I also plotted the difference in mean weighted sums (quality gap) between WikiProject India and all English Wiki articles.

from operator import sub
wsdiff = list(map(sub, indiawiki_ws, allwiki_ws))
plt.plot(indiawiki_ts, wsdiff, '-')
plt.axhline(0, color = "black")
plt.xlabel('Time(s)')
plt.ylabel('WikiProject India Quality Gap')
<matplotlib.text.Text at 0x7f9cf0cc4470>

The plot show IndiaWiki articles quality decreasing from 2001 until about late 2009.

Next Steps

  1. Possible to convert timestamp unit to months so graphs are easier to read?
  2. Look at quality trends for "empty" articles.
  3. Compare WikiProject India to other similar projects such as WikiProject Africa to see if there are similar trends across other country-based articles.

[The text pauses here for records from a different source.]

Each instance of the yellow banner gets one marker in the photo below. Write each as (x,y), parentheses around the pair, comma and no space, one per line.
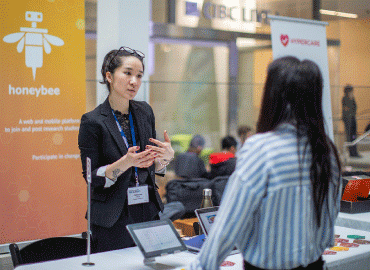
(42,98)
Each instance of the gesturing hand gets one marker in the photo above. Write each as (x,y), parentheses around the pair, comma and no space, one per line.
(143,159)
(163,149)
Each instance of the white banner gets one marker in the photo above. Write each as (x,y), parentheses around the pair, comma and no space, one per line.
(304,39)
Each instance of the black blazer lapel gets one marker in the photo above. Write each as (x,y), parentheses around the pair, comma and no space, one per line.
(140,125)
(111,124)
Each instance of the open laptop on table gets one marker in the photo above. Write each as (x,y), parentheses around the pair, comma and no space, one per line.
(206,217)
(156,238)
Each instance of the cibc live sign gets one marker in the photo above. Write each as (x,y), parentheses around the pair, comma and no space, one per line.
(219,11)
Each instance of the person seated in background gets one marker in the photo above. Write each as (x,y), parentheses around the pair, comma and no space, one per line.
(223,163)
(189,164)
(243,133)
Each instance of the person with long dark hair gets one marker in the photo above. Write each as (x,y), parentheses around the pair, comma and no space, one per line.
(119,137)
(281,202)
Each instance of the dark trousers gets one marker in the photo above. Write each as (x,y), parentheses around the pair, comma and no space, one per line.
(351,133)
(319,264)
(117,236)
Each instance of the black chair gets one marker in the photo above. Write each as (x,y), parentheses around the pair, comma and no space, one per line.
(48,249)
(187,191)
(172,211)
(218,188)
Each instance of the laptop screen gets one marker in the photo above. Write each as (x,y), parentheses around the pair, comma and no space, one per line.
(206,217)
(156,238)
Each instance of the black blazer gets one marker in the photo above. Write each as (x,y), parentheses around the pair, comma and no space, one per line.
(100,140)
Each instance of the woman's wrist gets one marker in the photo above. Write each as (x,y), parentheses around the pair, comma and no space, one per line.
(115,169)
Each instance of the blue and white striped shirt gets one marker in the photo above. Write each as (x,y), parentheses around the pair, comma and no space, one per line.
(267,210)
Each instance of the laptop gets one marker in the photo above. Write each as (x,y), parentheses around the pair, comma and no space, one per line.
(355,188)
(206,217)
(156,238)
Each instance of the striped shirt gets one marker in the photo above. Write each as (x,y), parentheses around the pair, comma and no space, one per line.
(267,209)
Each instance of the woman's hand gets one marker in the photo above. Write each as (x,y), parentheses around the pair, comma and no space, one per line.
(141,160)
(164,149)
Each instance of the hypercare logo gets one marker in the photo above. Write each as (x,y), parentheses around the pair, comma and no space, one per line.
(34,40)
(299,41)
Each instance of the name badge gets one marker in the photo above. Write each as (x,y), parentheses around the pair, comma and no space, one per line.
(138,195)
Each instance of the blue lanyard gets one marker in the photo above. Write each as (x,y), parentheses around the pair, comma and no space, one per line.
(125,139)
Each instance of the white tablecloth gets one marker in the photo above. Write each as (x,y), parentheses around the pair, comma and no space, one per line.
(355,221)
(132,259)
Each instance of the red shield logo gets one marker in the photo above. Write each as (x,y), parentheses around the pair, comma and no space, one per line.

Also, maybe other India related WikiProjects.
  4. Do some research to see if the WikiProject India article quality growth increase around 2009 coincides to a community event or initiative (e.g. Start of WikiProject India [July 2006], Wikiproject India Nurturing (WIN) project [Started in August 2015], or WikiProject Asia 10,000 project [2016].